The latest Ebola epidemic to hit the central African country struck in January in the dense forest region of Cuvette-Ouest about 440 miles north of the capital Brazzaville.
Ebola is passed on by infected body fluids and kills between 50 and 90 percent of its victims. It starts with a high fever and headache and can lead to massive internal bleeding.
"The government has already spent more than $500,000 to put in place the logistics needed to help the stricken people but the state alone cannot help," Moka said.
"We must have the support of everybody and the international community."
There is no known cure for Ebola and authorities in central Africa have battled the disease by cordoning off affected areas and trying to stop locals eating primates.
Scientists believe this outbreak was triggered by the consumption of infected monkey meat. Bush meat is a staple among remote forest communities and deemed a delicacy in many cities.
Monkeys, chimpanzees and gorillas started dying in large numbers towards the end of last year and primatologists say the impact has been devastating on the Lossi park in Cuvette-Ouest.
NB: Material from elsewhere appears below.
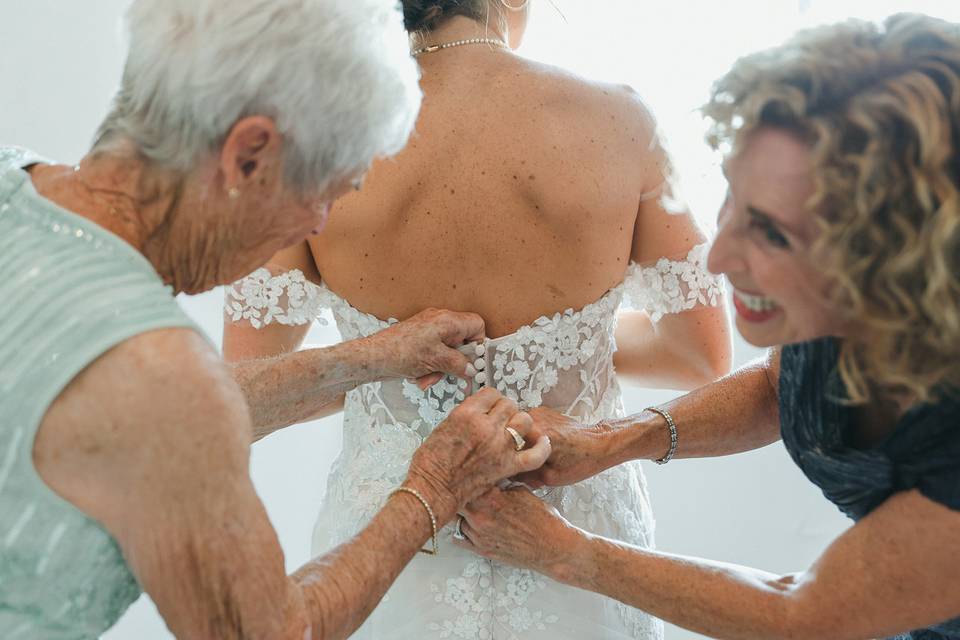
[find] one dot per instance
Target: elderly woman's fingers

At an Ebola conference in Brazzaville last week, primatologist Bermejo Magdalena told Reuters that gorillas had been disappearing at an alarming rate where she works in the Lossi sanctuary.
"In the sanctuary of about 1,200 gorillas we are now down to just 450 gorillas. We have recorded the disappearance of 600 to 800 gorillas," she said, adding the outbreak could spread to the nearby Odzala park and might then contaminate forests in Gabon.
"If Odzala is also contaminated by the epidemic, that's nearly 20,000 gorillas under threat. That's very serious, catastrophic," she said.
Ebola killed 73 people in Gabon and the same area of Congo in an epidemic from October 2001 to February 2002 but experts fear this outbreak is more virulent.
The disease takes its name from a river in the Democratic Republic of Congo where Ebola was discovered in 1976. The worst outbreak was there in 1995 when more than 250 people died.
Despite scientists' efforts to change villagers' eating habits and burial rites, which can involve handling the internal organs of corpses, many believe occult forces are at work.
Four teachers accused of casting a spell to cause the latest Ebola outbreak were stoned and beaten to death in February.